The waist section 13 has a height which is equal to about 20 to 40% of a height of the upper body 11. If the height of the waist section 13 is smaller than 20% of that of the upper body 11, it is not possible for each of the grips 14 to have a height that allows a finger tip to be received there. If, on the other hand, the height of the waist section 13 is greater than 40%, each of the grips 14 has a too large area, and hence would easily be deformed by the reduced internal pressure of the container or by an external pressure (particularly grasp by the user).
The waist section 13 has a depth of 4 to 15 mm relating to the largest diameter of the upper body 11. If the depth is smaller than 4 mm, the oppositely disposed grips 14 are separated from each other too far (in a radial direction), and it is difficult for the user to grasp and hold the container at the grips 14. If, on the other hand, the depth is greater than 15 mm, the container shows a too small width at the waist section 13 to consequently reduce the strength of the entire container.
As described above, the waist section 13 is provided at each of the longer sides thereof with respective grips 14. Each of the grips 14 is rigid, so that the user may easily grip the container.
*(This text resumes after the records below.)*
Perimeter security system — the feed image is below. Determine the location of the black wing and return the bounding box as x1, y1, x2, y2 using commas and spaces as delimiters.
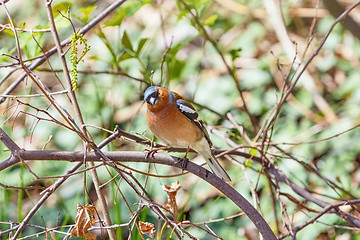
176, 99, 212, 147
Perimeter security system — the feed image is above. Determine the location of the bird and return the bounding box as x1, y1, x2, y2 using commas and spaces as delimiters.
144, 86, 231, 182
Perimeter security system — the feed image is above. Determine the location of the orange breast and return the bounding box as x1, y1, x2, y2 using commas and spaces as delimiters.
146, 103, 203, 147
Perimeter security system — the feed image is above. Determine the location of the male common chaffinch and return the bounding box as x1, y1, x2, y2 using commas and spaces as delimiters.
144, 86, 231, 181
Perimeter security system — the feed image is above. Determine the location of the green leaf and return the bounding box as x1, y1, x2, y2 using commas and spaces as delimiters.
121, 31, 134, 52
118, 52, 134, 62
79, 5, 97, 22
202, 14, 218, 26
229, 48, 242, 61
136, 38, 149, 56
249, 148, 258, 156
52, 1, 72, 17
54, 14, 71, 30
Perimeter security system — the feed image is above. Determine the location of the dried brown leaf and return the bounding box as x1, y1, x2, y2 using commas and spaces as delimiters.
139, 221, 156, 238
70, 203, 97, 240
162, 181, 181, 215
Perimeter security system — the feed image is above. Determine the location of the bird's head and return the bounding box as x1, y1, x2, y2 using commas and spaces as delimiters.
144, 86, 160, 106
144, 86, 174, 112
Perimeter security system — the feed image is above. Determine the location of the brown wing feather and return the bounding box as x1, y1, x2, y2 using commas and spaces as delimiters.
174, 96, 212, 147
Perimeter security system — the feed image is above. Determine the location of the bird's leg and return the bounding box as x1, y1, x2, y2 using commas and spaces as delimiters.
145, 146, 170, 158
180, 146, 190, 171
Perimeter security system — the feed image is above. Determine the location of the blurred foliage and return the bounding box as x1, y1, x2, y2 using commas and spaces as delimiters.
0, 0, 360, 239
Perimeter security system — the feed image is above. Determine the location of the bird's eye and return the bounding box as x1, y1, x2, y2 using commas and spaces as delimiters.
148, 96, 159, 105
147, 91, 160, 105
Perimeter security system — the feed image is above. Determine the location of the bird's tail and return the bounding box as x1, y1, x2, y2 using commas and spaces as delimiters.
203, 153, 231, 182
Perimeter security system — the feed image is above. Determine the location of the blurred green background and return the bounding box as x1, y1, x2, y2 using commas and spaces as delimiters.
0, 0, 360, 239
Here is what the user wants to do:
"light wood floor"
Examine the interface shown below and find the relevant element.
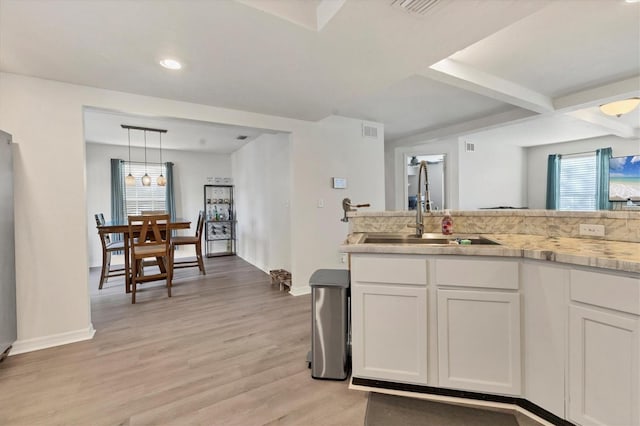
[0,257,367,425]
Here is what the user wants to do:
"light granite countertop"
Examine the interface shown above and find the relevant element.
[340,233,640,273]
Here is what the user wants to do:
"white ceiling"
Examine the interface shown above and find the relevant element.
[0,0,640,152]
[84,108,274,154]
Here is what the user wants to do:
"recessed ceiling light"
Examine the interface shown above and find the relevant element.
[160,59,182,70]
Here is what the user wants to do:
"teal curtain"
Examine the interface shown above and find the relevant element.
[596,148,611,210]
[547,154,560,210]
[111,158,126,241]
[165,162,176,223]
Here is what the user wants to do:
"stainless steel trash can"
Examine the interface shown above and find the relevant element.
[309,269,349,380]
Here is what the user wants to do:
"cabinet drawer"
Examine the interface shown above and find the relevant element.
[351,254,427,285]
[433,259,519,290]
[571,269,640,315]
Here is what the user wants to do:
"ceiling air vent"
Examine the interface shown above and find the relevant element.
[362,124,378,138]
[464,142,476,152]
[391,0,442,16]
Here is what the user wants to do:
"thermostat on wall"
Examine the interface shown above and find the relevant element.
[331,178,347,189]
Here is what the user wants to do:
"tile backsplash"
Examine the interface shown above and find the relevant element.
[348,210,640,242]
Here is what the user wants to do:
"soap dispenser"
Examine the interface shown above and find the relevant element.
[442,210,453,235]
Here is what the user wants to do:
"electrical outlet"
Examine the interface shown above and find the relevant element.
[580,223,604,237]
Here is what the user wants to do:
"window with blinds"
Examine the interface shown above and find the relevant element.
[122,161,167,216]
[558,152,598,210]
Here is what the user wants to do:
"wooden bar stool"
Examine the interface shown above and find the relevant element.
[171,210,207,275]
[94,213,125,290]
[129,214,173,303]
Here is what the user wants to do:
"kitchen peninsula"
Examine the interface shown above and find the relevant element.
[340,210,640,425]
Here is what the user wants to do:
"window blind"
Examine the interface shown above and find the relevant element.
[558,152,598,210]
[122,161,167,216]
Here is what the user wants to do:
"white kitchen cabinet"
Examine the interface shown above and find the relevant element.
[520,261,569,418]
[351,255,427,385]
[437,289,521,395]
[351,284,427,384]
[569,270,640,426]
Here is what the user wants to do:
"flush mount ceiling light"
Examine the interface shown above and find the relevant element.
[600,98,640,117]
[160,58,182,70]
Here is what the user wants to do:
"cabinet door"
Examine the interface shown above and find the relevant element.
[569,304,640,426]
[351,284,427,384]
[437,289,521,395]
[521,263,569,418]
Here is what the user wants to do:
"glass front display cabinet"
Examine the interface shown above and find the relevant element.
[204,185,236,257]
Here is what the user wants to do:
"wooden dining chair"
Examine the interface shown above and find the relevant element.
[94,213,125,290]
[171,210,207,275]
[129,214,173,303]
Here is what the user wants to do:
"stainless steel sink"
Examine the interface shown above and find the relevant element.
[363,234,500,246]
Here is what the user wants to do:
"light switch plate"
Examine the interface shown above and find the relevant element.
[580,223,604,237]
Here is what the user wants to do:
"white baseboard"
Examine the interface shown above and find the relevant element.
[9,324,96,356]
[349,377,554,426]
[289,285,311,296]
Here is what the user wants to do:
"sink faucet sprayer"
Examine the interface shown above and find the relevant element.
[407,160,431,237]
[340,198,371,222]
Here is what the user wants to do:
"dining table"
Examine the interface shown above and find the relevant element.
[96,218,191,293]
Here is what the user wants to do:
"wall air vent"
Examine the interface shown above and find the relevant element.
[362,124,378,139]
[391,0,442,16]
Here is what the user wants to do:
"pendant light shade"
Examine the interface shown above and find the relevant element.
[156,132,167,186]
[142,130,151,186]
[600,98,640,117]
[120,124,167,186]
[124,129,136,186]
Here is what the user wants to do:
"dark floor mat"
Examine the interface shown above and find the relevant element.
[364,392,518,426]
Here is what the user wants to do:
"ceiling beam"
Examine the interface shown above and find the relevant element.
[566,109,638,139]
[420,58,554,114]
[553,75,640,112]
[385,108,537,147]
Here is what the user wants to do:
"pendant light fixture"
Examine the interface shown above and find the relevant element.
[600,98,640,117]
[142,130,151,186]
[124,129,136,186]
[156,132,167,186]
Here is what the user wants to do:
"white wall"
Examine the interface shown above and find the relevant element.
[527,136,640,209]
[0,73,384,352]
[291,116,385,291]
[386,137,527,210]
[458,138,527,210]
[231,134,292,272]
[385,137,459,210]
[85,143,231,267]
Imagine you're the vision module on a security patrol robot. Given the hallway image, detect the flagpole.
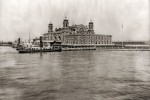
[148,0,150,49]
[122,24,123,48]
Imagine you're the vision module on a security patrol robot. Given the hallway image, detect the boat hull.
[18,49,61,53]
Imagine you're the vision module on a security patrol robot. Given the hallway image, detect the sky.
[0,0,150,41]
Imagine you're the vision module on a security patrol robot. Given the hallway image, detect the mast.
[122,24,123,48]
[29,32,31,43]
[148,0,150,49]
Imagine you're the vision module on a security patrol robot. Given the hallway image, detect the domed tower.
[48,22,53,32]
[63,17,69,28]
[89,21,94,30]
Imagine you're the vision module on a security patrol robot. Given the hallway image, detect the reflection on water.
[0,47,150,100]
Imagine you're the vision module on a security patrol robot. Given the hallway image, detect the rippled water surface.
[0,47,150,100]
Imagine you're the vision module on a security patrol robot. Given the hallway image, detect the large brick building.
[34,18,112,45]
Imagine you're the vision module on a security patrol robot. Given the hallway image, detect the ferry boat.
[16,41,62,53]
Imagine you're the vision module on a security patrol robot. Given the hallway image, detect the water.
[0,47,150,100]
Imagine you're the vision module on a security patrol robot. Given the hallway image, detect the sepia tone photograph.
[0,0,150,100]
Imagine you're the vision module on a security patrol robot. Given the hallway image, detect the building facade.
[39,18,112,45]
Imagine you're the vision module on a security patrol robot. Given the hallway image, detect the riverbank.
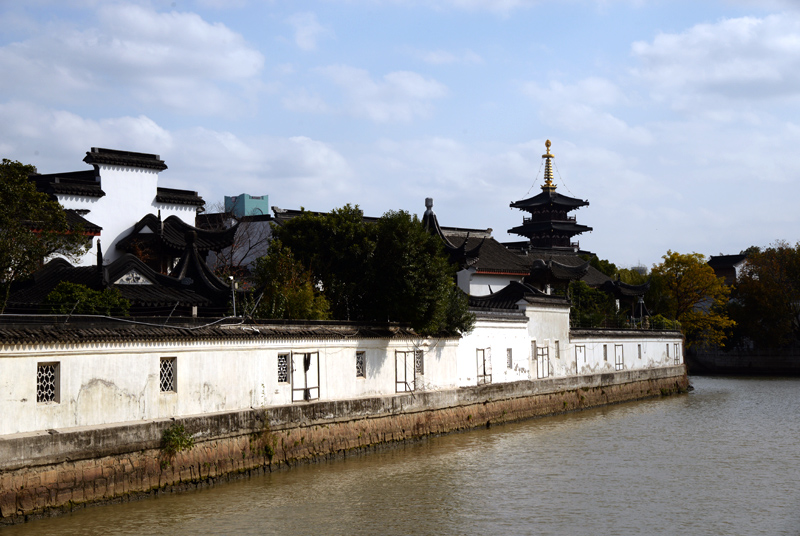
[0,365,688,524]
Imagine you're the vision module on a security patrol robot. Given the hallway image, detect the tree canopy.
[730,241,800,348]
[44,281,131,316]
[273,205,472,334]
[646,251,735,347]
[247,240,330,320]
[0,158,88,313]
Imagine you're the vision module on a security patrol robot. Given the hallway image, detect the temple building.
[507,140,592,252]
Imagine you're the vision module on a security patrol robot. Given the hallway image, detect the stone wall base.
[0,366,688,525]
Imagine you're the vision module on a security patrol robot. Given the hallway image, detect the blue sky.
[0,0,800,266]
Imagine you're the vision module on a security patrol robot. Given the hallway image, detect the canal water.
[6,377,800,536]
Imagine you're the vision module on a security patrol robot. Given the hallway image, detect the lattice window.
[614,344,625,370]
[356,352,367,378]
[36,363,59,402]
[414,350,425,374]
[159,357,178,393]
[278,354,289,383]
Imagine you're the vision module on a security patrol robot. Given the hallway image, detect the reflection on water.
[3,377,800,536]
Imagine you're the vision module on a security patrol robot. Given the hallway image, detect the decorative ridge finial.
[542,140,556,192]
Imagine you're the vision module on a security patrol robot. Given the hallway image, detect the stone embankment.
[0,365,688,525]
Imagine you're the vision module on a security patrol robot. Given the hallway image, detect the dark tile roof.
[0,317,419,344]
[707,254,747,268]
[508,221,592,236]
[469,281,567,310]
[466,237,530,274]
[156,186,206,207]
[600,279,650,299]
[64,209,103,236]
[510,190,589,210]
[83,147,167,171]
[9,254,227,310]
[519,249,611,287]
[116,214,237,252]
[30,169,106,197]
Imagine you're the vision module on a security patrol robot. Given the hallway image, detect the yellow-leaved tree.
[648,251,735,347]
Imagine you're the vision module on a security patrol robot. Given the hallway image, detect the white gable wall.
[58,164,197,266]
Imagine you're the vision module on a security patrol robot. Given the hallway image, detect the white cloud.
[0,4,264,114]
[415,49,483,65]
[318,65,447,123]
[286,13,333,50]
[523,78,653,144]
[632,13,800,108]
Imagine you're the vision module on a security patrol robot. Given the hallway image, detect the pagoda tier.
[508,140,592,249]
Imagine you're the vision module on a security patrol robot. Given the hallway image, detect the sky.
[0,0,800,267]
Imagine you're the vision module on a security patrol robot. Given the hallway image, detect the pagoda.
[508,140,592,252]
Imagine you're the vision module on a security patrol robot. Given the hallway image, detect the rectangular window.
[356,352,367,378]
[414,350,425,376]
[158,357,178,393]
[614,344,625,370]
[36,363,61,404]
[475,348,492,385]
[575,345,586,363]
[536,346,550,378]
[278,354,289,383]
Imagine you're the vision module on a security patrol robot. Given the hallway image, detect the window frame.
[36,361,61,404]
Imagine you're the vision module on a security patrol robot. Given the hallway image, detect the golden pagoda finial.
[542,140,556,191]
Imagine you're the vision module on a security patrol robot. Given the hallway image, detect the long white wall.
[0,339,457,435]
[0,316,683,436]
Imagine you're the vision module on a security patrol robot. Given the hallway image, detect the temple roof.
[508,220,592,236]
[64,209,103,236]
[510,190,589,210]
[83,147,167,171]
[600,279,650,299]
[469,281,565,310]
[30,169,106,197]
[156,186,206,207]
[9,254,219,310]
[519,249,611,288]
[117,214,238,252]
[530,259,590,283]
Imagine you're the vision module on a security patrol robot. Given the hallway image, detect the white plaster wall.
[58,165,196,266]
[458,317,531,387]
[570,338,684,374]
[468,273,522,296]
[0,339,457,435]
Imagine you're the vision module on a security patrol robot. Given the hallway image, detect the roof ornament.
[542,140,556,192]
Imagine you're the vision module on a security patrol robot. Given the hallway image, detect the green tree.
[729,241,800,348]
[44,281,131,316]
[569,280,618,327]
[273,205,375,320]
[0,158,89,313]
[369,210,476,334]
[274,205,474,334]
[649,251,735,347]
[253,240,330,320]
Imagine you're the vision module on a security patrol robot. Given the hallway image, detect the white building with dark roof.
[31,147,205,266]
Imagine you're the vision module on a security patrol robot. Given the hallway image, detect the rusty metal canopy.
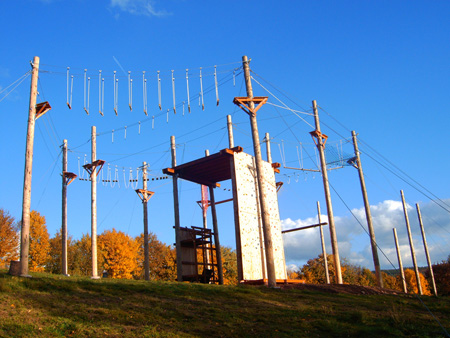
[163,147,243,187]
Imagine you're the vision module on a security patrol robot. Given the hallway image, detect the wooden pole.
[61,140,69,276]
[416,203,437,297]
[352,130,383,288]
[227,115,234,149]
[20,56,39,277]
[209,186,223,285]
[400,190,423,295]
[170,136,183,282]
[265,133,272,163]
[142,162,150,280]
[392,228,408,293]
[91,126,100,279]
[312,100,342,284]
[201,149,211,269]
[317,201,330,284]
[242,56,277,287]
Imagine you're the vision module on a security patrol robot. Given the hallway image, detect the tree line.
[0,209,237,284]
[288,254,450,295]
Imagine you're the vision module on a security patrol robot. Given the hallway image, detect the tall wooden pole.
[312,100,342,284]
[227,115,234,149]
[201,149,211,269]
[400,190,423,295]
[392,228,408,293]
[91,126,100,279]
[416,203,437,297]
[61,140,69,276]
[352,130,383,288]
[142,162,150,280]
[242,56,277,287]
[209,186,223,285]
[317,201,330,284]
[20,56,39,276]
[265,133,272,163]
[170,136,183,282]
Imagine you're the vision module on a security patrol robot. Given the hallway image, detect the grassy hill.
[0,270,450,337]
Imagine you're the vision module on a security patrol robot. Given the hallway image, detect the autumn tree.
[98,228,139,279]
[134,232,177,281]
[29,210,50,272]
[381,271,402,291]
[220,246,238,285]
[300,254,334,284]
[425,257,450,296]
[45,230,75,274]
[69,234,103,276]
[0,209,20,266]
[397,269,431,296]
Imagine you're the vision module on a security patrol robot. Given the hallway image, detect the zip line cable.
[0,70,31,102]
[328,182,450,337]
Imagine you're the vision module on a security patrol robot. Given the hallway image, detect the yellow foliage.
[0,209,19,266]
[397,269,431,296]
[29,210,50,272]
[98,228,139,279]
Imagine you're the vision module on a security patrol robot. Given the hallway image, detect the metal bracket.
[233,96,268,116]
[309,130,328,147]
[63,171,77,185]
[135,189,155,203]
[83,160,105,177]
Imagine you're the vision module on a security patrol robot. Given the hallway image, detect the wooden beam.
[281,222,328,234]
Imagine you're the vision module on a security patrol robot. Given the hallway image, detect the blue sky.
[0,0,450,268]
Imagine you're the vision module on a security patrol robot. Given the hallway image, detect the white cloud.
[282,200,450,270]
[110,0,170,18]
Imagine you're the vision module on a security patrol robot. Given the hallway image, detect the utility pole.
[227,115,234,149]
[265,133,272,163]
[61,140,68,276]
[416,203,437,297]
[352,130,383,288]
[392,228,408,293]
[317,201,330,284]
[209,185,223,285]
[170,136,183,282]
[20,56,39,277]
[310,100,342,284]
[83,126,105,279]
[91,126,99,279]
[400,190,423,295]
[242,56,277,287]
[61,140,77,276]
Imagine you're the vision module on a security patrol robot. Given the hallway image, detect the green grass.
[0,271,450,337]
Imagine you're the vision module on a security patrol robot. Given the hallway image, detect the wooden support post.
[265,133,272,163]
[242,56,277,287]
[91,126,100,279]
[209,185,223,285]
[227,115,234,149]
[311,100,342,284]
[170,136,183,282]
[416,203,437,297]
[20,56,39,277]
[201,149,211,269]
[317,201,330,284]
[142,162,150,280]
[400,190,423,295]
[352,130,383,288]
[392,228,408,293]
[61,140,69,276]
In other words, each of the grips 14 does not act as vacuum panel, or does not absorb the reduced internal pressure. To make the grip 14 rigid, an area of each of the grip sections 14 is made so small as to only snugly receive a finger tip. Alternatively or additionally, the grip 14 may be made to have a large wall thickness.
In order to reduce the area of the grip 14, the grip 14 is made to show a height (the axial length of the container) not greater than about 33% of the height of the upper body 11. If the height of the grip 14 exceeds 33% of the height of the upper body 11, the grip 14 comes to show a too large area, so that it would be easily deformed by the reduced internal pressure of the container or by the external pressure. Note that the grip section 14 is made to show the height greater than the width of a finger tip, so that it can receive the finger tip.
A width 40 (a length in a circumferential direction of the container) of each of the grips 14 is made equal to about 35 to 80% of the width of the upper body 11, most preferably 60 to 80%. If the width 40 of the grip 14 is smaller than 35% of the width of the upper body 11, it is not possible for the grip 14 to receive a finger tip so that the user may not be able to grasp and hold the container at the grip 14. If, on the other hand, the width of each of the grips 14 is greater than 80%, the grip 14 has a too large area and would be easily deformed by the reduced internal pressure of the container and the external pressure. Since the grip 14 is made to have a small area as described above, the grip is not deformed even if the internal pressure is reduced.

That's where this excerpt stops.